Au-delà du développement durable

A l’issue de ce parcours historique, l’ouvrage s’attarde sur les débats actuels autour du développement durable. Selon la définition canonique donnée en 1987 par le rapport Brundtland, il s’agit d’un développement « qui répond aux besoins du présent sans compromettre la capacité des générations futures à répondre aux leurs ». Mais l’expression, qui garde une connotation économique forte, recouvre une vision plus ou moins critique de la croissance selon qu’elle est employée par une entreprise multinationale, un responsable politique ou un militant écologiste. Pour les auteurs, le concept d’» écodéveloppement » explicite  le jeu de relations complexes entre développement économique et écosystèmes, et invite à un déplacement méthodologique pour prendre en compte le « système-terre ».

Dès lors, l’analyse des systèmes complexes devient une question épistémologique capitale pour pouvoir agir dans notre monde. Là encore, l’histoire permet de comprendre comment la notion de complexité s’est peu à peu forgée dans les sciences, depuis la mécanique jusqu’à l’écologie en passant par l’économie. Mais quelle que soit la discipline, les modèles proposés ne rendent que partiellement compte de la complexité du développement. Mêmes les techniques informatiques les plus récentes ne peuvent représenter les différents aspects du développement des populations humaines et de leurs effets sur la terre dans leur dimension évolutive. La question fondamentale aujourd’hui est de déterminer les conditions qui préviendront la disparition de l’espèce humaine et plus largement de la vie : « finalement modéliser le développement, n’est-ce pas représenter ‘l’envahissement’ (pour reprendre un terme de l’écologie) de l’écosystème global par l’espèce humaine, ainsi que les conséquences de cet envahissement ? » (p. 163).
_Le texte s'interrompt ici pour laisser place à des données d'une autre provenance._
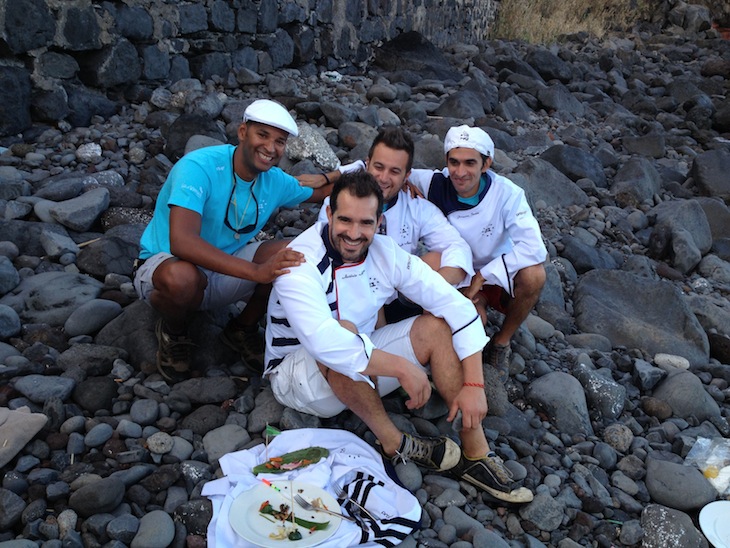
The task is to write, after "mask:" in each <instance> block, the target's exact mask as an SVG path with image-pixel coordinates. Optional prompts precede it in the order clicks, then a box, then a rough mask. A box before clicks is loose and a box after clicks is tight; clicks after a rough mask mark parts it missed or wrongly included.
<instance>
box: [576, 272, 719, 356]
mask: <svg viewBox="0 0 730 548" xmlns="http://www.w3.org/2000/svg"><path fill="white" fill-rule="evenodd" d="M573 298H574V306H575V318H576V325H577V326H578V328H579V329H581V330H582V331H587V332H593V333H601V334H602V335H604V336H606V337H608V338H609V339H610V340H611V343H612V344H613V346H618V345H624V346H627V347H629V348H643V349H645V350H646V351H647V352H649V353H650V354H655V353H659V352H667V353H671V354H676V355H680V356H684V357H685V358H687V359H688V360H689V361H690V363H691V364H693V365H700V364H704V363H706V362H707V358H708V356H709V343H708V342H707V336H706V335H705V333H704V331H703V329H702V328H701V326H700V325H699V322H698V321H697V318H696V317H695V316H694V314H692V312H691V311H690V310H689V308H688V306H687V305H686V303H685V302H684V301H683V300H682V299H681V296H680V295H679V293H678V291H677V290H676V289H675V288H674V286H673V285H672V284H670V283H669V282H665V281H659V282H657V281H653V280H647V279H645V278H640V277H638V276H635V275H634V274H630V273H627V272H621V271H615V270H611V271H605V270H601V271H599V270H592V271H590V272H588V273H587V274H585V275H584V276H583V277H582V278H581V280H580V282H579V283H578V285H577V286H576V290H575V294H574V297H573ZM656 318H662V320H661V322H657V321H655V319H656Z"/></svg>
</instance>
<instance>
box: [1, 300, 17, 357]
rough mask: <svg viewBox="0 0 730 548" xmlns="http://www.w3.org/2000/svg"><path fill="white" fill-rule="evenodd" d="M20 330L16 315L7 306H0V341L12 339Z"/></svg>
mask: <svg viewBox="0 0 730 548" xmlns="http://www.w3.org/2000/svg"><path fill="white" fill-rule="evenodd" d="M20 328H21V324H20V317H19V316H18V313H17V312H15V310H13V309H12V308H10V307H9V306H6V305H4V304H0V339H8V338H10V337H14V336H15V335H17V334H18V333H20ZM0 361H1V360H0Z"/></svg>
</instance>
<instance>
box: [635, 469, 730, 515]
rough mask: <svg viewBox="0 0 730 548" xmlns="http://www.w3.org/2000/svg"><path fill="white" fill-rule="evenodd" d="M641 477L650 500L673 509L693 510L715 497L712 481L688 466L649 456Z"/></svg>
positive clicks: (716, 492)
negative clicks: (669, 461) (654, 501)
mask: <svg viewBox="0 0 730 548" xmlns="http://www.w3.org/2000/svg"><path fill="white" fill-rule="evenodd" d="M645 481H646V488H647V490H648V491H649V494H650V495H651V498H652V500H654V501H655V502H657V503H659V504H663V505H664V506H668V507H670V508H675V509H677V510H683V511H689V510H696V509H698V508H702V507H703V506H704V505H705V504H708V503H710V502H712V501H713V500H715V498H717V491H716V490H715V488H714V487H713V486H712V484H711V483H710V482H709V481H707V479H705V477H704V476H703V475H702V472H700V471H699V470H698V469H697V468H694V467H692V466H686V465H683V464H677V463H674V462H668V461H663V460H657V459H653V458H649V459H648V460H647V462H646V480H645Z"/></svg>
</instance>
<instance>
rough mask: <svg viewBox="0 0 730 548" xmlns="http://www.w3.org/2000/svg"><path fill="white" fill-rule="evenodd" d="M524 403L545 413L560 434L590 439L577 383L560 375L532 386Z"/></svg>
mask: <svg viewBox="0 0 730 548" xmlns="http://www.w3.org/2000/svg"><path fill="white" fill-rule="evenodd" d="M526 396H527V399H528V400H529V401H530V403H532V405H535V406H536V407H538V408H540V409H541V410H543V411H544V412H545V414H547V415H548V417H550V419H551V420H552V421H553V422H554V423H555V426H556V428H558V430H560V431H568V432H582V433H584V434H588V435H593V427H592V426H591V422H590V419H589V417H588V407H587V405H586V400H585V395H584V393H583V387H582V386H581V385H580V383H579V382H578V380H577V379H575V378H574V377H572V376H571V375H568V374H567V373H563V372H560V371H555V372H552V373H548V374H547V375H544V376H542V377H540V378H539V379H536V380H534V381H533V382H532V384H531V385H530V387H529V388H528V390H527V393H526Z"/></svg>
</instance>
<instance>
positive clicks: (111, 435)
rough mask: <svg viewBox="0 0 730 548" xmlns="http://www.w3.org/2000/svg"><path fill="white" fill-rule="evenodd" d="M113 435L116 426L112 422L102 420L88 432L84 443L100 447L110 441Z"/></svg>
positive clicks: (84, 441) (89, 445)
mask: <svg viewBox="0 0 730 548" xmlns="http://www.w3.org/2000/svg"><path fill="white" fill-rule="evenodd" d="M113 435H114V428H112V426H111V425H110V424H106V423H104V422H102V423H100V424H97V425H96V426H94V427H93V428H92V429H91V430H89V431H88V432H87V434H86V436H85V437H84V443H85V444H86V446H87V447H100V446H102V445H104V444H105V443H106V442H107V441H109V440H110V439H111V437H112V436H113Z"/></svg>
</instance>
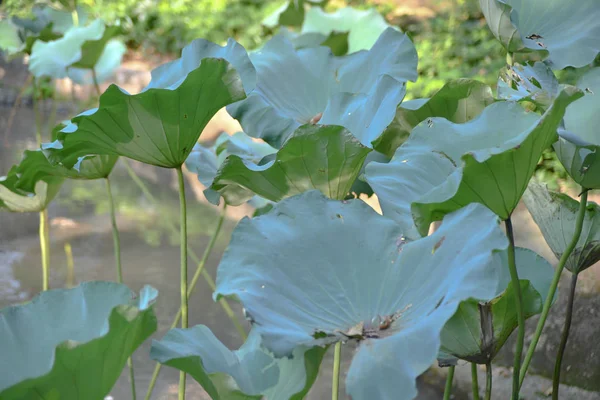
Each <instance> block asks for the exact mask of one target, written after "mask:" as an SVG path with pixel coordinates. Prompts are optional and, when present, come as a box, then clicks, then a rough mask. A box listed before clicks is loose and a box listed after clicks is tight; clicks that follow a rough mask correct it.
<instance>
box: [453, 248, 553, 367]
mask: <svg viewBox="0 0 600 400" xmlns="http://www.w3.org/2000/svg"><path fill="white" fill-rule="evenodd" d="M515 257H516V264H517V271H518V273H519V280H520V285H521V293H522V299H523V310H524V314H525V318H529V317H531V316H533V315H536V314H539V313H540V312H541V311H542V305H543V303H544V301H545V299H546V297H547V295H548V291H549V288H550V283H551V281H552V276H553V273H554V270H553V269H552V266H551V265H550V264H549V263H548V262H547V261H546V260H545V259H544V258H543V257H541V256H539V255H538V254H536V253H534V252H533V251H531V250H528V249H522V248H517V249H516V254H515ZM495 261H496V263H495V265H496V268H497V270H498V272H499V274H500V281H499V284H498V289H497V296H496V297H495V298H494V299H492V300H490V301H488V302H479V301H477V300H474V299H469V300H466V301H463V302H462V303H461V304H460V306H459V307H458V310H457V311H456V313H455V314H454V315H453V316H452V318H450V320H449V321H448V322H447V323H446V325H445V326H444V329H443V331H442V334H441V342H442V347H441V352H442V353H443V354H450V355H452V356H454V357H457V358H460V359H463V360H467V361H470V362H476V363H479V364H486V363H488V362H491V361H492V360H493V358H494V357H495V356H496V354H497V353H498V352H499V351H500V349H501V348H502V346H503V345H504V343H505V342H506V340H507V339H508V337H509V336H510V334H511V333H512V332H513V331H514V330H515V329H516V327H517V326H518V322H517V313H516V309H515V307H514V304H515V303H514V302H515V298H514V296H515V292H514V289H513V286H512V282H510V274H509V270H508V254H507V252H501V253H496V254H495Z"/></svg>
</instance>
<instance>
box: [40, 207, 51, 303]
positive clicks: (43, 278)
mask: <svg viewBox="0 0 600 400" xmlns="http://www.w3.org/2000/svg"><path fill="white" fill-rule="evenodd" d="M40 249H41V253H42V290H43V291H46V290H48V289H49V288H50V284H49V281H50V278H49V276H50V273H49V268H50V230H49V227H48V210H47V209H43V210H42V211H40Z"/></svg>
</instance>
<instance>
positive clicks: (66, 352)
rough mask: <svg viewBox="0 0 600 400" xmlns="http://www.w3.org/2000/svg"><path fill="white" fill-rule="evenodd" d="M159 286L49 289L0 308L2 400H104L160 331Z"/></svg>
mask: <svg viewBox="0 0 600 400" xmlns="http://www.w3.org/2000/svg"><path fill="white" fill-rule="evenodd" d="M156 296H157V292H156V290H155V289H153V288H151V287H149V286H146V287H144V288H143V289H142V291H141V292H140V294H139V296H137V295H136V294H135V293H133V292H131V291H130V290H129V289H128V288H127V287H126V286H124V285H122V284H117V283H112V282H87V283H83V284H81V285H80V286H78V287H76V288H73V289H57V290H50V291H47V292H43V293H42V294H40V295H39V296H37V297H36V298H34V299H33V300H32V301H31V302H30V303H26V304H24V305H18V306H11V307H7V308H5V309H3V310H2V311H0V353H1V354H2V360H3V362H2V364H1V365H0V398H2V399H3V400H4V399H5V400H17V399H18V400H34V399H40V398H41V399H102V398H104V396H106V395H107V394H108V393H109V391H110V390H111V389H112V387H113V385H114V384H115V382H116V381H117V379H118V378H119V376H120V375H121V370H122V369H123V367H124V366H125V363H126V362H127V358H128V357H129V356H131V354H132V353H133V352H134V351H135V349H136V348H137V347H138V346H139V345H140V344H141V343H142V342H143V341H144V340H145V339H147V338H148V337H149V336H150V335H151V334H152V333H153V332H154V331H155V330H156V317H155V315H154V311H153V307H152V306H153V303H154V301H155V299H156Z"/></svg>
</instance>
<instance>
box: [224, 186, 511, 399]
mask: <svg viewBox="0 0 600 400" xmlns="http://www.w3.org/2000/svg"><path fill="white" fill-rule="evenodd" d="M404 231H405V228H404V227H403V226H402V225H401V224H398V223H396V222H395V221H393V220H391V219H388V218H386V217H384V216H381V215H379V214H377V213H376V212H375V211H374V210H373V209H372V208H371V207H369V206H368V205H367V204H366V203H364V202H363V201H362V200H358V199H355V200H349V201H335V200H331V199H327V198H326V197H324V196H323V195H322V194H321V193H319V192H318V191H310V192H306V193H303V194H301V195H298V196H294V197H291V198H288V199H285V200H283V201H281V202H280V203H278V204H276V205H275V206H274V207H273V209H272V210H271V211H270V212H269V213H267V214H264V215H261V216H259V217H256V218H253V219H244V220H242V221H241V222H240V223H239V224H238V226H237V228H236V229H235V231H234V232H233V236H232V240H231V243H230V245H229V247H228V249H227V250H226V252H225V254H224V256H223V258H222V260H221V263H220V265H219V268H218V272H217V288H216V291H215V298H216V299H218V298H220V297H221V296H237V298H238V299H239V300H240V301H241V303H242V304H243V306H244V308H245V310H246V313H247V316H248V317H249V318H250V319H251V321H253V329H255V330H257V331H258V332H259V333H260V335H261V337H262V341H263V342H262V344H263V346H265V347H266V348H268V349H269V350H271V351H273V352H274V354H275V355H276V356H277V357H282V356H289V355H290V354H293V352H294V349H296V348H297V347H298V346H306V347H314V346H323V345H327V344H331V343H333V342H337V341H342V342H345V341H347V340H353V341H356V342H358V349H357V352H356V353H355V355H354V358H353V360H352V362H351V365H350V370H349V372H348V375H347V379H346V388H347V391H348V394H349V395H350V396H351V397H352V398H353V399H355V400H363V399H373V398H377V399H397V400H404V399H407V400H408V399H413V398H414V397H415V395H416V386H415V379H416V378H417V376H418V375H419V374H421V373H422V372H424V371H425V370H426V369H427V368H429V366H430V365H431V363H433V361H434V360H435V359H436V355H437V352H438V348H439V345H440V342H439V335H440V331H441V329H442V328H443V326H444V324H445V322H446V321H447V320H448V319H449V318H450V317H451V316H452V315H453V314H454V312H455V311H456V308H457V307H458V304H459V303H460V302H461V301H463V300H466V299H467V298H469V297H473V298H477V299H482V300H488V299H491V298H493V297H494V295H495V292H496V286H497V285H498V274H497V271H496V270H495V268H493V265H492V264H491V262H492V260H493V257H492V255H493V253H494V252H495V251H496V250H502V249H505V248H506V247H507V240H506V237H505V235H504V234H503V233H502V231H501V229H500V227H499V224H498V218H497V217H496V216H495V215H493V214H492V213H491V212H490V211H489V210H487V209H486V208H485V207H483V206H481V205H479V204H471V205H469V206H467V207H465V208H462V209H461V210H459V211H457V212H455V213H453V214H451V215H448V216H446V218H445V219H444V223H443V224H442V225H441V227H440V229H438V230H437V231H436V232H435V233H434V234H433V235H432V236H429V237H426V238H422V239H419V240H417V241H414V242H408V243H407V242H406V240H405V237H404ZM392 377H393V379H392Z"/></svg>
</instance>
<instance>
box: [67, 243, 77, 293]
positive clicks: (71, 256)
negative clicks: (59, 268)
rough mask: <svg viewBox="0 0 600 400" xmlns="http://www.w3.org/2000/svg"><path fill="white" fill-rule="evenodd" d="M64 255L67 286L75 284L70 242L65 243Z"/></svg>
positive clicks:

La possibilité d’un monde viable ?

Les auteurs sont conduits à questionner le terme même de développement pour lui préférer celui de viabilité, qui « renvoie à un autre univers de pensée. Un système est par nature, soit viable, soit non viable, c’est-à-dire soit qu’il se maintient en vie, soit qu’il est destiné à se dégrader et à périr » (p. 167). Au terme du parcours, le lecteur est invité à s’interroger sur les conditions qui pourront permettre de conduire un changement global viable en ce début de XXIe siècle. Devant le changement climatique, les auteurs rappellent à la fois l’urgence d’une conversion et l’extrême complexité du changement à conduire, mais sans proposer, dans ce premier volume, d’action au niveau individuel et collectif.

Dans un style très clair, cet ouvrage permet au lecteur de se familiariser avec les concepts économiques, scientifiques et techniques en jeu dans le développement durable. C’est sans doute l’écriture conjointe de deux générations ensemble qui nourrit ce souci de transmettre notre histoire et de trouver un chemin pour l’humanité en quête d’un avenir durable sur la Terre.